Vamos olhar a evidência. No ano passado vimos uma onda sem precedentes de ataques contra a competência e caráter do presidente, grande parte deles emanando de fontes que normalmente não utilizariam esse tipo de táticas divisivas. Muitos jornais importantes publicaram editoriais que declararam ou implicaram que o presidente era desqualificado para ocupar o cargo. Alguns o descreveram como errático, inconsistente e impulsivo, um homem não-conformista que é incapaz de buscar ou considerar bons conselhos. Outros afirmam que ele está vinculado a interesses cujas identidades ainda não foram reveladas. Alguns até sugeriram que o egoísmo e latente paranoia dele o farão tomar decisões irracionais que poderão colocar em risco a segurança dos Estados Unidos.

Além de tudo isto, dois livros já foram publicados sobre sua presidência que fortemente reforçam muitas das preocupações expressas pelos editorialistas. Ambos os livros receberam muita atenção na mídia. Isto fez crescer a crença do presidente que seus inimigos estão conspirando contra ele e que não hesitarão diante de nada no objetivo de derrubá-lo.

Ambos os livros trabalham com base no princípio que, se somente uma pequena fração das acusasões forem verdadeiras, o presidente é desqualificado para o cargo e o país está caminhando rumo ao desastre. Em Fire and Fury, o autor Wolff examina principalmente a jornada improvável que levou Trump a triunfar nas eleições, enquanto que o autor Woodward — que escolheu um título muito desconcertante para seu livro de advertência (Fear, ou Temor) — baseia-se principalmente nas visões e opiniões daqueles que já trabalharam (ou ainda trabalham) de perto com o presidente na Casa Branca.

Além de tudo isto, temos uma investigação em andamento no Congresso, chefiada por Robert Mueller, para saber se a Rússia ou outras potências estrangeiras interferiram na eleição presidencial de 2016, com o propósito de garantir a eleição de Trump. Isto também é calculado para explorar a paranoia do presidente.

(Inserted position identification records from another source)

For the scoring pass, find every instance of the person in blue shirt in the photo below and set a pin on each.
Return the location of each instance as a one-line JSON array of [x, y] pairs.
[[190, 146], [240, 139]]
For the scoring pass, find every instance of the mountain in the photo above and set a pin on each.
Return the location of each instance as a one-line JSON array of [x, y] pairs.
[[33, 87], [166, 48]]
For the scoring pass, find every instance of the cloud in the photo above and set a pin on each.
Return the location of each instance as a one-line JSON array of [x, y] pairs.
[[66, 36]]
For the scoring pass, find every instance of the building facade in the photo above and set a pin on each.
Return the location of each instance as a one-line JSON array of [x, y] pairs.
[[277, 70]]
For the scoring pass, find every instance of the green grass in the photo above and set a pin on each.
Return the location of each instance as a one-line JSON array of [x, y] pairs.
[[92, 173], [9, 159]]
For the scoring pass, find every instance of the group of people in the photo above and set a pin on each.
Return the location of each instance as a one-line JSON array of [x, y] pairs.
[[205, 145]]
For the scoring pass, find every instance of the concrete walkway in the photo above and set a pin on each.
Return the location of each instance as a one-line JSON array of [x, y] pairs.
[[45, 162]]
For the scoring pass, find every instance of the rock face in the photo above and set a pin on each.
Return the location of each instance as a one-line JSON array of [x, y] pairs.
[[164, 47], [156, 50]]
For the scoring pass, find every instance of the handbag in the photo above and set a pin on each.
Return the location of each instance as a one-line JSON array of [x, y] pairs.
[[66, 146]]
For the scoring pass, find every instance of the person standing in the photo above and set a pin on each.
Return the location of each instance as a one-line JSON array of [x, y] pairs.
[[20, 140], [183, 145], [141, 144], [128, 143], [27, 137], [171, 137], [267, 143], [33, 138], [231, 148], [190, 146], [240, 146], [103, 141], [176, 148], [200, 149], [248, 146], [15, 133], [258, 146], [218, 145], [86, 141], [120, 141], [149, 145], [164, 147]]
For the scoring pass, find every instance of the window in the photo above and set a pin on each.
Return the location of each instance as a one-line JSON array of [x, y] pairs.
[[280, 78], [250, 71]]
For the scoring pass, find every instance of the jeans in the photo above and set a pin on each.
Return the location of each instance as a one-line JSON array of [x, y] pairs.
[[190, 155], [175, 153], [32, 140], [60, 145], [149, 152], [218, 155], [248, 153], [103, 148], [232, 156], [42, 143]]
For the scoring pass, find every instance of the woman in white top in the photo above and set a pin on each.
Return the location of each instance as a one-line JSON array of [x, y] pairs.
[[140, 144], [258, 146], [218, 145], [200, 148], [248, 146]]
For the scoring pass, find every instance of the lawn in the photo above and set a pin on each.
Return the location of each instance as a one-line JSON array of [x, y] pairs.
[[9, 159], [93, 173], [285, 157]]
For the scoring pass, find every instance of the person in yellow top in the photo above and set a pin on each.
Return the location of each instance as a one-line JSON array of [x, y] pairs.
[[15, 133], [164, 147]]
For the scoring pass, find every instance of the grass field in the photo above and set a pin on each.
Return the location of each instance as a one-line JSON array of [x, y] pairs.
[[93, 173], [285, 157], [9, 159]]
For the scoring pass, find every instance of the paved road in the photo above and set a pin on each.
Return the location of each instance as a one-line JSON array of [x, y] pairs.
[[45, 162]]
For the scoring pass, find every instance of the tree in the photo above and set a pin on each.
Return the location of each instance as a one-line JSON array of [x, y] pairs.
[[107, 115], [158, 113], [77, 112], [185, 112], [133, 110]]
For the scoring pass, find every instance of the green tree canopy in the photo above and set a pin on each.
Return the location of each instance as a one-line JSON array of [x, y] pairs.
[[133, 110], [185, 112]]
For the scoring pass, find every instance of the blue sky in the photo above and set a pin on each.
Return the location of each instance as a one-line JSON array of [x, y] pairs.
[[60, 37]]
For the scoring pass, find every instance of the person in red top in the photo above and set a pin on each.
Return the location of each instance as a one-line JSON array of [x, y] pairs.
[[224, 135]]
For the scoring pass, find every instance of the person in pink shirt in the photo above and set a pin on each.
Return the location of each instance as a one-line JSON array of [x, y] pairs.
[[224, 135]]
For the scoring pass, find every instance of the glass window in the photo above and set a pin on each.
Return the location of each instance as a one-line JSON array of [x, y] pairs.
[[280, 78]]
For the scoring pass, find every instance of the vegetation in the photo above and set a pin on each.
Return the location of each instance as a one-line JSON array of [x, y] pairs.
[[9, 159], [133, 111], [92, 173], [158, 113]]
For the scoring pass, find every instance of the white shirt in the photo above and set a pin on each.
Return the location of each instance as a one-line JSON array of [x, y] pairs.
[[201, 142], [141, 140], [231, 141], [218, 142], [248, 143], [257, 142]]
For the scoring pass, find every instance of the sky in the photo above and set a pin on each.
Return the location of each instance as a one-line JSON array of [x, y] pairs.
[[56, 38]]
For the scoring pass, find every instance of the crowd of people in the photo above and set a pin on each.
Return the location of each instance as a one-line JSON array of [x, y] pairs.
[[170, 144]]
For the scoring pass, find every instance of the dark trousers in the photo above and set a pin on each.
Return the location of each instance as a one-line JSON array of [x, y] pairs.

Um Ataque Absolutamente Sem Precedentes

Um ataque recente foi sem precendentes. Quando o jornal The New York Times publicou uma matéria anônima, em 5 de setembro de 2018, com o título "Faço Parte da Resistência Dentro do Governo Trump", estava plenamente ciente da gravidade do passo que estava dando. Quando um dos jornais mais influentes do país alveja um presidente em exercício deste modo, e faz isso anonimamente, podemos ter certeza que a Elite está preparando (e condicionando) o público para esperar algo desagradável. O jornal declarou: "Acreditamos que publicar este ensaio anonimamente é o único modo de apresentar uma importante perspectiva aos nossos leitores."

O autor da matéria, cuja identidade ainda não foi revelada, declarou: "A raiz do problema é a amoralidade do presidente. Aqueles que trabalham com ele sabem que ele não está amarrado a princípios principais discerníveis, que guiam suas tomadas de decisão." Em resumo, ele é um trem desgovernado que cedo ou tarde descarrilará:

"... ele faz discursos violentos repetitivos e sua impulsividade resulta em decisões ocasionalmente descuidadas, precipitadas, baseadas em informações incompletas, que depois têm de ser consertadas."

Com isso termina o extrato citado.